Because space is at a premium for urban gardeners, Hall became a certified Square Foot Gardening (SFG) technique instructor. SFG was begun by Mel Bartholomew, author and host of the PBS series “Square Foot Gardening.” This raised-box method allows a gardener to grow as much as a “row and hoe” gardener in 20 percent of the space, Hall said.
“You take, normally, a 4-foot-by-4-foot box, break it into 1-foot squares,” Hall said. “Then you look at the back of your seed packet and if it says plant every 6 inches, then you can plant four in a 1-foot square. It is a way of compacting your growing into a smaller space.”
Instead of soil Hall uses a mixture of organic fertilizer to provide food for the plants, peat moss for moisture and vermiculite for aeration, and for something for the plants to hold onto. He also grows some plants vertically, up instead of out. He fits a lot of plants into a very small space.
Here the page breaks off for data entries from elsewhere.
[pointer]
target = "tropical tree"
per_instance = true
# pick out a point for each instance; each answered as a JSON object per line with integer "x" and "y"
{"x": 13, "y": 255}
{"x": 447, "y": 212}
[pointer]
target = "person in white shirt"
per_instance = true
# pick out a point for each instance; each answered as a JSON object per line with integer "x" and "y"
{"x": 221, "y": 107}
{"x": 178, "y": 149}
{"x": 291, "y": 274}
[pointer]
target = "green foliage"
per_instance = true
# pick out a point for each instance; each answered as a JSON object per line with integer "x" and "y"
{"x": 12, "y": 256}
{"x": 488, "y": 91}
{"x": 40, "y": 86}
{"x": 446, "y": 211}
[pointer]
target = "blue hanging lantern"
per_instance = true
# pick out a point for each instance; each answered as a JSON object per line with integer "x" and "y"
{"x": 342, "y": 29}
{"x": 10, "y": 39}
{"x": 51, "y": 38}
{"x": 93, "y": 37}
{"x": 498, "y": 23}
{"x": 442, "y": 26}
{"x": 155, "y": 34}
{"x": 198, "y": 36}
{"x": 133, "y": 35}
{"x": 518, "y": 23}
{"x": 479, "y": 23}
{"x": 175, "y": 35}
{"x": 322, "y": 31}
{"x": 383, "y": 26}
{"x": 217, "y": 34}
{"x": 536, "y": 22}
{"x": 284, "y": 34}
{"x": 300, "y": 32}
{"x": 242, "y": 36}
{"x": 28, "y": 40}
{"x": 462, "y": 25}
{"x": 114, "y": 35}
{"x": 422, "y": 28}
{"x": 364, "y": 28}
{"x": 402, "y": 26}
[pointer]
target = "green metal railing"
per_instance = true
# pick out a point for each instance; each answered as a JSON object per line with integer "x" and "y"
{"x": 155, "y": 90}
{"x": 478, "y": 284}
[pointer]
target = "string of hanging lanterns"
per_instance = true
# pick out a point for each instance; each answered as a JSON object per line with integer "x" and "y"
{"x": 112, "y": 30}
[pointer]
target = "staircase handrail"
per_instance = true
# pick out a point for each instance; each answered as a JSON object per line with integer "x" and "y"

HUGS has a booth at the Hamilton Farmers’ Market, a mobile unit delivering food to consumers, is developing a commercial kitchen and is marketing to local restaurants.
Said Tully Milders, manager of Ryan’s Tavern in Hamilton, “There is no better BLT than one with local sliced tomatoes on top. That not only supports the local farmers in the community, but it improves the quality of everything we do on our menu, whether it be the locally grown cucumbers, the sweet corn or the fried okra. Our fried green tomatoes are amazing here and it is all because of local produce.”
Speaking of Hall and Burbacher, Moeller said, “Their passion is obvious. Over the last few years, urban and school gardens have developed as result of their efforts and leadership. The concept of gardens in public places was nonexistent 10 years ago.
“Hamilton, a town of 63,000, now has gardens at each of its elementary schools. A garden is at the Miami University – Hamilton college campus. Alfred also created a garden on the roof of our downtown municipal garage. There is momentum now to turn former nuisance and blighted sites into garden areas.”